Nearly 700 Protestant ministers have written to political leaders urging them not to shut churches again.
The ministers, from most major Protestant denominations in the UK, also warned of the negative consequences of another lockdown, adding they were “troubled by policies which prioritise bare existence at the expense of those things that give quality, meaning and purpose to life.”
The letter was sent to the Prime Minister, plus the first ministers of Scotland, Wales and Northern Ireland.
The clerics said they “entirely support proportionate measures to protect those most vulnerable” but also question “whether the UK Government and the devolved administrations have it in their power either to eliminate this virus or to suppress it for an indefinite period while we await a vaccine.”
They expressed particular concern about the effect shutting down public worship again would have on society, adding: “The supportive relationships that churches nurture between people are vital, and simply cannot be dispensed with again without significant harm.”
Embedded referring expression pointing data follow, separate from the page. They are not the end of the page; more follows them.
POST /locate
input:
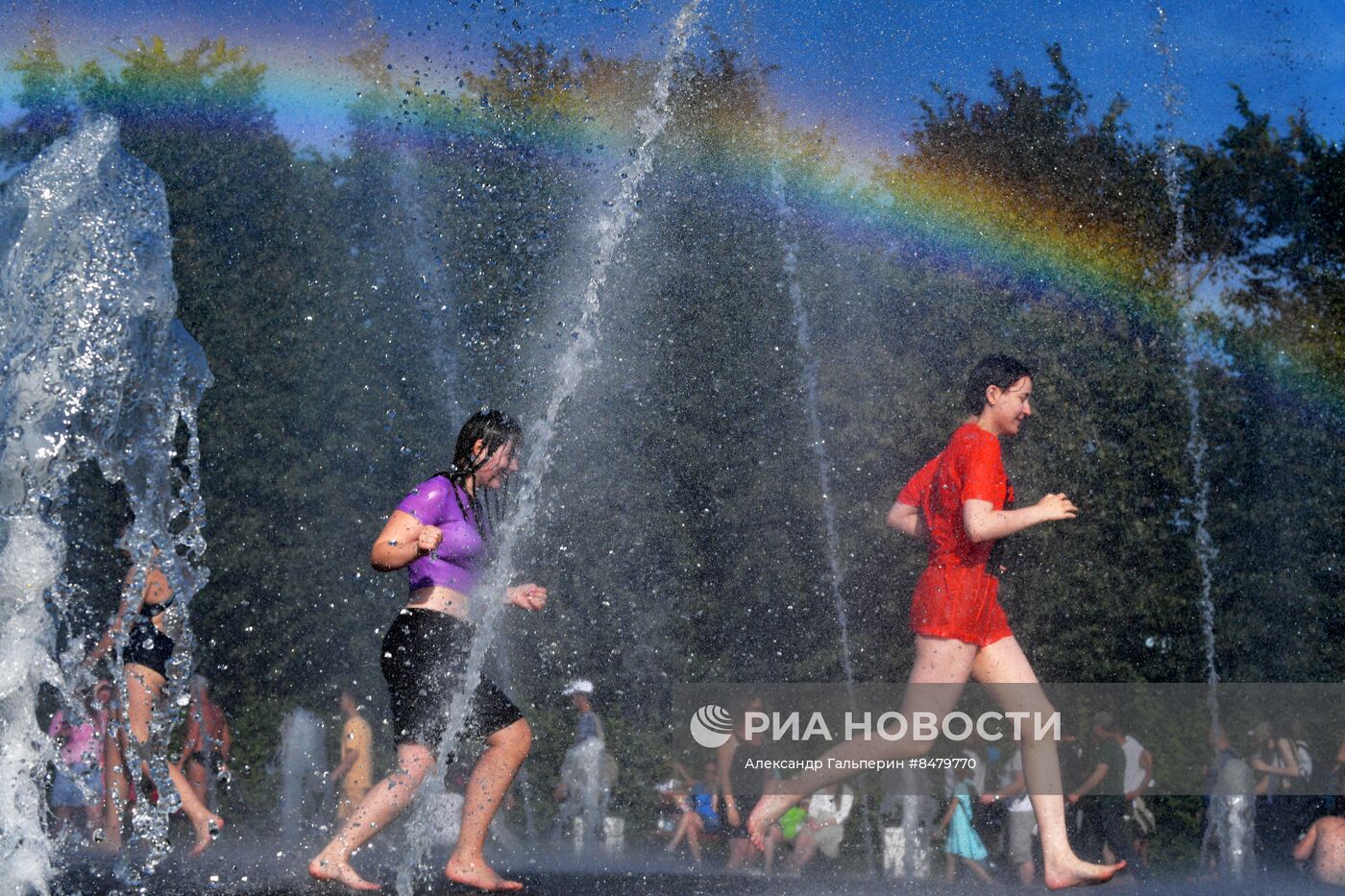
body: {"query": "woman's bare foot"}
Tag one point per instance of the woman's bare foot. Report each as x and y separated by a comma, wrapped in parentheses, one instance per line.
(208, 833)
(767, 811)
(1076, 872)
(479, 875)
(336, 869)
“And most of all, we know that regular gathering to worship God is essential for human life to be lived to the full,” they said.
The ministers pledged to follow rigorous hygiene and social distancing requirements, pointing out that church worship presents much lower risk of virus transmission than gyms, schools, pubs and restaurants.
“We therefore wish to state categorically that we must not be asked to suspend Christian worship again,” they said. “For us to do so would cause serious damage to our congregations, our service of the nation, and our duty as Christian ministers.”
The UK went into lockdown on March 23, while Catholic churches suspended public worship and locked entirely. Churches were allowed to reopen for private prayer in mid-June and resume public worship, with strict hygiene requirements, in early July.